Chaos - 'misogyny in action'? Really? 'Women's voices being silenced'? I think you've over-stated your case. I specifically invited everyone's views.

And I wasn't trying to silence the 'Musketeer Boffers' I was applauding it. All I was asking was for guys not to be condemned for doing the same.

But I'm sorry if came across as demanding in my text, that wasn't intended. I was trying to be conversational. It's notoriously difficult to infer tone online.

slug Mon 03-Mar-14 11:56:44

It is not the responsibility of feminists, especially ones on a feminism forum to stop in their discussions to educate men about the basics. You are a big boy, you can do this all on your own. I suggest you start here

CaptChaos Mon 03-Mar-14 12:48:09

Yes, traderpd, misogyny in action. Men coming into the middle of conversations and dictating what direction that conversation should now take, because this is what he wants to talk about is all about silencing women. The fact that you you don't see that is because of your inborn privilege, just for being male, lucky you! I do think it's odd though, that in your second post, you suggested that your post was not a response to the OP, and yet in your third you state that you felt it was relevant, are you deliberately trying to gaslight there, or was that a mistake?
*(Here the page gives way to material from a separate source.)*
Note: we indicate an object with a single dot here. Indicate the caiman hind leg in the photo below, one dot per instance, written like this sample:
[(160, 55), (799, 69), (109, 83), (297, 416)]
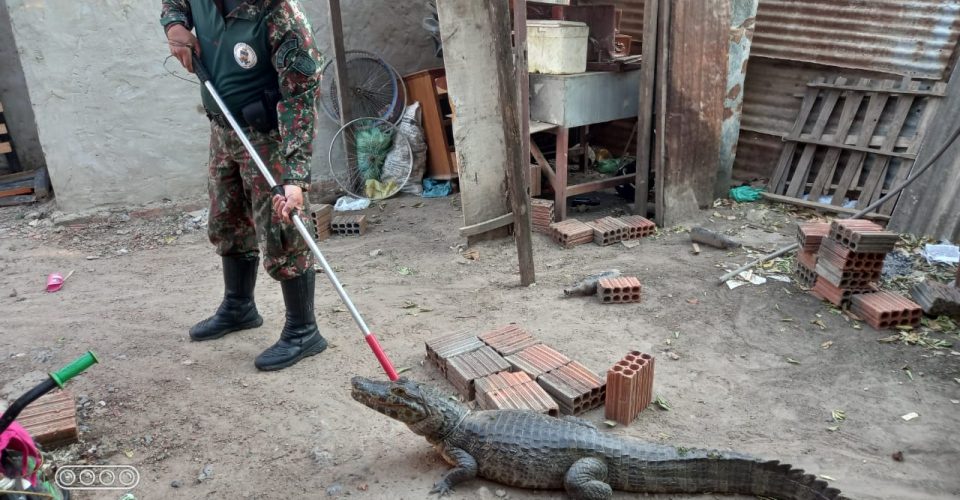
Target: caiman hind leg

Forum etiquette would suggest that posts on a thread should either answer or discuss the OP, or at least be of relevance to later posts.

I can only reiterate my previous suggestion that you start a new thread in order to discuss your topic, should you still have questions after reading the FAQs slug suggested you read. They are extremely informative.

steina Mon 03-Mar-14 13:40:55

traderpd your views are perfectly well stated and make sense from your perspective. This is a feminist forum so they will never be accepted as they do not make sense from a feminist perspective. Any polarised-groups discussion will only be derailed by a person questioning the basis of their beliefs and their assertions will seem baseless as you disagree with the foundation of their arguments.
It's best to either suspend disbelief and contribute as a feminist or find another forum.

CaptChaos Mon 03-Mar-14 20:40:45

Steina I have no problem at all with his views on anything. I merely think that posting something you know and admit to being off topic is a bit of a no no with regard to accepted netiquette, and could be construed as acting in an entitled way. If he were to post his views in a separate thread, people might be more interested in discussing them with him.